Doing some simple bodyweight arm exercises is a great way to address all of these questions – and best of all, they can all be done at the gym, at home, or outside making them super convenient.
First, find a step, bench, sturdy chair or low table. Sit or kneel down with your back to the surface and grab hold of it behind you. Your palms should be resting on the top of the surface with your fingers gripping the side closest to your back. Second, straighten your arms and then bend them to a 90-degree angle while your heels pressed into the floor in front of you. Use your heels only as a brace, not to help you lift up and down. Your arms should be doing most of the work here.
Straighten and bend your arms for 3 sets of 12. You should feel this one in your triceps! For an extra challenge, try lifting one leg off the ground.
Push-ups are a great way to build upper arm strength. Positioning your hands closer together or farther apart can help you target different muscles in the arm or focus on your chest and shoulders. Diamond push-ups are great for the working the whole arm and incorporates the triceps which often don’t get used during standard push-ups.
To do a diamond push-up, position your hands so that they form a diamond, with your index fingers and thumbs touching one another. Keeping your back and legs straight and engaging your core, lower to just above the ground and push back up. Do 3 sets of 12.

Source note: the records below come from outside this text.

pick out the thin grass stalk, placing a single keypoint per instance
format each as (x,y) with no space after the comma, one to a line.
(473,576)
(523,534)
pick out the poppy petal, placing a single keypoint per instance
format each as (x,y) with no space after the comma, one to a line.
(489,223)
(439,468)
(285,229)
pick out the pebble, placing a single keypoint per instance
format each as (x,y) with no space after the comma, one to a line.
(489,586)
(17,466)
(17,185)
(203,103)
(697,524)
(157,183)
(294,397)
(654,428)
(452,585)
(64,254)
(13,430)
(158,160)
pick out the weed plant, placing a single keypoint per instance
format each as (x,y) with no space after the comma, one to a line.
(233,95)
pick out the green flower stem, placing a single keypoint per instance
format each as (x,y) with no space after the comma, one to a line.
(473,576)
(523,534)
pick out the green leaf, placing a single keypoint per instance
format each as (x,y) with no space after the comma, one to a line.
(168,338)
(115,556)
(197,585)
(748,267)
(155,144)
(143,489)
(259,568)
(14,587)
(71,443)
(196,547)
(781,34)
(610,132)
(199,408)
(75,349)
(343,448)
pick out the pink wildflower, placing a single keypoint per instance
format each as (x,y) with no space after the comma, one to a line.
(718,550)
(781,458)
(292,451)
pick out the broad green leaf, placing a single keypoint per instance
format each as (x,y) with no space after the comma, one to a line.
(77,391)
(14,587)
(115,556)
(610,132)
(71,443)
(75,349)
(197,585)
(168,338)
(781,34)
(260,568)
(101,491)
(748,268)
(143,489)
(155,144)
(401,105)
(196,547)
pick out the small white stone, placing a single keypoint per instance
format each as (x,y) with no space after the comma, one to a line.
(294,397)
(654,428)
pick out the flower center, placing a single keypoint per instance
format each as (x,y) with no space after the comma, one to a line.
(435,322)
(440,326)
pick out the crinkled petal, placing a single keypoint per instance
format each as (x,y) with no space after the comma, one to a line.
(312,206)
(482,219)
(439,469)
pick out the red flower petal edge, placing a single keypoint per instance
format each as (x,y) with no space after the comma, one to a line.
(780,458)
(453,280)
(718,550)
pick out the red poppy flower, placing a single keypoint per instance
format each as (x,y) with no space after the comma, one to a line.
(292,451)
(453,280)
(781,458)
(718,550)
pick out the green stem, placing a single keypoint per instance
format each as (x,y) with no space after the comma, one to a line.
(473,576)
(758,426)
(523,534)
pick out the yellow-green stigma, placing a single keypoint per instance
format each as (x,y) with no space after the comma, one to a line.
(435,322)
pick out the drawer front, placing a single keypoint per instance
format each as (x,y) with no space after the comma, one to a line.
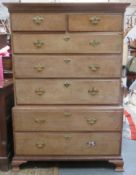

For this one it is important you find something very sturdy. A kitchen table, dining room table, picnic table or desk that is about arms length from the ground will work best. Lie on the floor under the table or desk with your chest facing upward. Reach up and grab the edge of the surface pulling yourself up so that your arms and body form a 90 degree angle. Make sure not to bend your back or legs as you pull up and lower back down. Squeeze your shoulders together at the top of the movement
Do 3 sets of 12. For an extra challenge, try laying a heavy textbook on your chest, lifting one leg or wearing a heavy backpack.
Stand with your feet hips-width apart. Bend your knees slightly and keep your elbows in, palms clasped tight up on either side of your face. Box your right hand forward, clenching your abs and keeping your spine neutral. Bring hands back to center and switch sides.
The faster you go, the harder this will be. As one hand extends out, remember to keep your other elbow in and your fist up. Repeat 20 times on each side.
Planks are great for a variety of muscles groups including your core, arms, shoulders and glutes. For this variation, keep your arms straight with your palms shoulder distance on the floor. Extend your legs behind you, facing the ground and rise up on your toes. It is very important that you keep your back straight and tighten your core muscles even as you begin to feel the burn.
Hold this for as long as you can. For an extra challenge, try lifting one arm and the opposite leg straight out and then switching sides.